Maybe it's a miracle to think about high-tech insulin pumps that patients never need to touch, while doctors control them from thousands of miles away. But what happens when a hacker hijacks that insulin pump — or simply threatens to hijack it, and messages the patient that he'd better pay a ransom to keep it functioning properly? Those runaway gadgets from "The Jetsons" cartoon might not be such a laughing matter in real life.
We already have an Internet of Things — your PC, laptop, tablet, everything already connected to the Internet. What the "IoT" crowd means by "things" is "everything." They want to attach tiny computers and sensors to just about every object in the world, and make them all talk to each other.
"We have everyday objects we've been interacting with for years, and many of these objects are now gaining intelligence and connectivity," said Jason Johnson, leader of the IoT consortium. "We will create this fabric of connected devices."
The back story
The idea of putting little connected computers everywhere, even floating in the air around us, isn't new. You'll find popular references to "ubiquitous computing" nearly 20 years ago. Since then, there has been one failed effort after another to bring James Bond-like automation to our lives. Take the hobbyist X-10 technology, which let users turn off household lights via remote control — X-10 gadgets had trouble competing with The Clapper, much less "The Jetsons."
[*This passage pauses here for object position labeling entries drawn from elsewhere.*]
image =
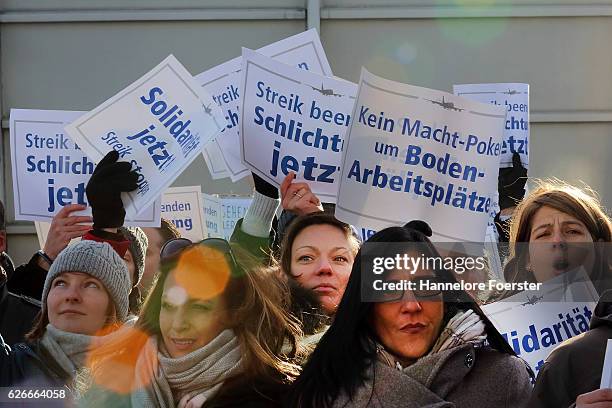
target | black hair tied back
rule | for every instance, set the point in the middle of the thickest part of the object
(420, 226)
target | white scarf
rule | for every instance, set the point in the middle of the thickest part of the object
(195, 378)
(69, 350)
(465, 327)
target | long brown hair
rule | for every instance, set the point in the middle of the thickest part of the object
(581, 203)
(255, 305)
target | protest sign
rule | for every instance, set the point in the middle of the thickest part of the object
(606, 373)
(50, 171)
(222, 212)
(42, 232)
(293, 120)
(417, 153)
(515, 99)
(183, 207)
(213, 215)
(234, 208)
(160, 123)
(534, 323)
(303, 50)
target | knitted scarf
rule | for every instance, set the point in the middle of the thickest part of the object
(69, 350)
(163, 381)
(465, 327)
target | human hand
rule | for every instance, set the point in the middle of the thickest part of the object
(109, 179)
(297, 197)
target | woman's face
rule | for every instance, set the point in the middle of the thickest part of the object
(78, 303)
(187, 320)
(409, 327)
(321, 260)
(555, 244)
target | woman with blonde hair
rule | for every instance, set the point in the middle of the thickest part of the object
(85, 298)
(210, 334)
(557, 228)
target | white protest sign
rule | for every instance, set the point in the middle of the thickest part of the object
(606, 373)
(303, 50)
(535, 322)
(184, 208)
(160, 123)
(234, 208)
(50, 171)
(515, 99)
(42, 232)
(417, 153)
(293, 120)
(213, 215)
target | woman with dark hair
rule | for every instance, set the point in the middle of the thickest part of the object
(556, 229)
(317, 250)
(422, 348)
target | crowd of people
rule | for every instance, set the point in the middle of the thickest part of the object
(140, 317)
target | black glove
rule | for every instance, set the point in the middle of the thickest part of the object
(263, 187)
(109, 179)
(511, 183)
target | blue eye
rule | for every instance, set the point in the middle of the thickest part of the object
(92, 284)
(59, 282)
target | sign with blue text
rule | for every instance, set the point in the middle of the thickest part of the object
(417, 153)
(515, 100)
(234, 208)
(50, 171)
(160, 124)
(303, 50)
(535, 322)
(213, 215)
(222, 212)
(183, 207)
(293, 120)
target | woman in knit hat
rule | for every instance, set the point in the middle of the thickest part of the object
(85, 298)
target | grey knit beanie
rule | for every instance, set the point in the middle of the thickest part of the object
(138, 248)
(99, 260)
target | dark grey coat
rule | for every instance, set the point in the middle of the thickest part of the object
(463, 377)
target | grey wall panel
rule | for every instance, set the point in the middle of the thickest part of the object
(35, 5)
(566, 60)
(452, 3)
(79, 65)
(577, 153)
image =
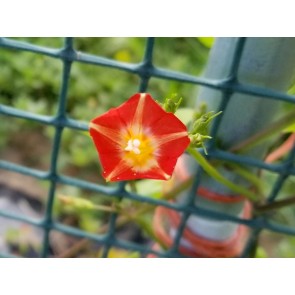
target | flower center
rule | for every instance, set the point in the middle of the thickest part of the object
(139, 151)
(133, 146)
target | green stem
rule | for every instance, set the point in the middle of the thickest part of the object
(265, 133)
(218, 177)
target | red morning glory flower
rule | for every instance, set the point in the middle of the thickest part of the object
(138, 139)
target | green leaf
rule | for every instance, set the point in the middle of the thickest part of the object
(185, 115)
(148, 187)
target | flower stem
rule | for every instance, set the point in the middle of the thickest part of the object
(218, 177)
Today, continually shrinking sensors and processors put us on the threshold of the Internet of Things. In fact, some of this futuristic wizardry already has a devoted following. Members of the burgeoning Quantified Self movement use iPhones and wearable sensors like Fitbit to measure their heart rate, blood pressure and sleep patterns, upload that data into spreadsheets, sometimes even share it automatically via Twitter and Facebook. They use the data to find the optimal temperature to go for a run, or the best humidity conditions in which to sleep.
The Fitbit system combines wireless trackers, a Wi-Fi smart scale, smartphone apps and cloud-based information management to help people keep in shape.
Advanced medicine also already employs many of these technologies. For instance, probes with cameras work their way through our circulatory systems into our hearts, sending back detailed pictures to doctors who can make repairs in minutes in situations that would previously proved fatal.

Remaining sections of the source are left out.